An advanced facility for ground-based gamma-ray astronomy


Our current knowledge about the high-energy non-thermal universe in the TeV energy regime is mainly based on observations with ground-based instruments. The field of ground-based gamma-ray astronomy has been pioneered by the work of the Whipple collaboration, which successfully discovered the first source of TeV gamma-rays (the Crab Nebula) in 1989 - less than 20 years ago. Meanwhile, results from the latest generations of telescopes have revealed a sky rich with different classes of objects emitting gamma-rays in this energy regime. More than 80 TeV-sources are known so far, with energy spectra reconstructed from about 100 GeV up to almost 100 TeV. Most of these sources have been discovered during the last few years with the H.E.S.S. stereoscopic system of imaging atmospheric Cherenkov telescopes, with the MAGIC telescope, the CANGAROO telescopes and others. The H.E.S.S. survey of the central part of our galaxy has shown a large number of new sources that nicely line up with the galactic plane. Some of these cosmic particle accelerators exhibit complex structures that could be resolved for the first time. Most sources have plausible associations with known objects like pulsar wind nebulae, supernova remnants or pulsars that are also visible in other wavelength bands. However, a new class of “dark sources” has also been discovered, which have not yet been seen at other energy bands. These sources might be a clue to solving the puzzle of the origin of the galactic cosmic rays. The discovery of two TeV-gamma-ray emitting X-ray binaries by H.E.S.S. and MAGIC has opened the possibility to study the physics of very compact, solar mass objects (neutron stars or black holes) as part of these binary systems. Extragalactic sources have been detected up to distances of three billion light years. The shape of their observed gamma-ray energy spectra probes the density of the electromagnetic radiation field in the intergalactic space, which is closely related to the hotly debated history of cosmological structure formation.

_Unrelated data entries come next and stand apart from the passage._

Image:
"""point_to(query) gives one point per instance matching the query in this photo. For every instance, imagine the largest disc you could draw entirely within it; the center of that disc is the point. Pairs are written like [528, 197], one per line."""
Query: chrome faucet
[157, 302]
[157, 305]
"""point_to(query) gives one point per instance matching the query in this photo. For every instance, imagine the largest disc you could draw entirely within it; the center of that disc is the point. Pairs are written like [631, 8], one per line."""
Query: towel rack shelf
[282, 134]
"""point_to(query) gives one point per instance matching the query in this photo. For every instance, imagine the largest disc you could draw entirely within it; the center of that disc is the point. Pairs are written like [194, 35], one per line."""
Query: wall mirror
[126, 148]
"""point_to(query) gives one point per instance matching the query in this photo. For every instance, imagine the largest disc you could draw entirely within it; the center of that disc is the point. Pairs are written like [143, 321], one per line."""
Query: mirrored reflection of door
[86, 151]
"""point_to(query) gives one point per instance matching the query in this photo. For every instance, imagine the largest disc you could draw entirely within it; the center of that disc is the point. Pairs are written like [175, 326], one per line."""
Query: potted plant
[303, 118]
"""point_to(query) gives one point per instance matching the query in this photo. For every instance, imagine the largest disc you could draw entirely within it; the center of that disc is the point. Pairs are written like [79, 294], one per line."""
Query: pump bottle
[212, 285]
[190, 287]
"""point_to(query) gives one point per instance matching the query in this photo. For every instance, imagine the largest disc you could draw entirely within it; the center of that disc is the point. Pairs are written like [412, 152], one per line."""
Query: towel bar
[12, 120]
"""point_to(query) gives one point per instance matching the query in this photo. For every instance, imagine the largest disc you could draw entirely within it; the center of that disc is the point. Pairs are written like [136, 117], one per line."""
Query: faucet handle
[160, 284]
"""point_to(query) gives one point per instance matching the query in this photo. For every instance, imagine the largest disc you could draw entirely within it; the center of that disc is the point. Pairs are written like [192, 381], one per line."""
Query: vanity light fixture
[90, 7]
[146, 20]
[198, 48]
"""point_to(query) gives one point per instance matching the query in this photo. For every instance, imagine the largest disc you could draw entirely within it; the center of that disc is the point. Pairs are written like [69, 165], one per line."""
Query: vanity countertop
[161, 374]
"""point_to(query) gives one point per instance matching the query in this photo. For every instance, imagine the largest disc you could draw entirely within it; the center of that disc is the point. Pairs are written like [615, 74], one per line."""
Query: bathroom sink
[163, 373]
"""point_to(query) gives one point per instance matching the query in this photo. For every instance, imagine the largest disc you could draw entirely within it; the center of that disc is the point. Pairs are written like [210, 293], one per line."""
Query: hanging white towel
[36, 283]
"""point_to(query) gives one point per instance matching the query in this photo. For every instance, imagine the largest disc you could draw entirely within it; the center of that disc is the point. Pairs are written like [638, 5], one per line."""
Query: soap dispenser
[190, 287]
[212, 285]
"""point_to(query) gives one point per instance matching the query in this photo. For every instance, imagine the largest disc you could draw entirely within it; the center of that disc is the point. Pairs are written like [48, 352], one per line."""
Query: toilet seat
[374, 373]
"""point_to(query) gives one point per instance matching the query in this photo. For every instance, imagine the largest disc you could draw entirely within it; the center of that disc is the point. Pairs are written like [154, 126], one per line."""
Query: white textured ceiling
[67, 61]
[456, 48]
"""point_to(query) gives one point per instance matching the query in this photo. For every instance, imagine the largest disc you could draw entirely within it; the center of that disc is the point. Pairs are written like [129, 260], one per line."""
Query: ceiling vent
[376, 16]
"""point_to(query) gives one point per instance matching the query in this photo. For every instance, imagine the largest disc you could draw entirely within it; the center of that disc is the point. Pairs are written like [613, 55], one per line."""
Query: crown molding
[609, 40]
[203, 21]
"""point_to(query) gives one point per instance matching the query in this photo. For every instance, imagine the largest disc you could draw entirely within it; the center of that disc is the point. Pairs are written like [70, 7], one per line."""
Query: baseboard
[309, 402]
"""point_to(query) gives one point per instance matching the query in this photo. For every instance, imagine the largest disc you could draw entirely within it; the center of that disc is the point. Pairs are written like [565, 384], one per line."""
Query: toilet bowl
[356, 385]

The impressive physics achievements obtained with the present generation instruments has triggered the initiative of European astrophysicists to build the future ground-based gamma-ray observatory CTA. A first meeting has taken place in Berlin in May 4-5, 2006. Since beginning of 2008, the CTA consortium is performing a Design Study for the optimization of the performance of the planned observatory and to study its possible implementation.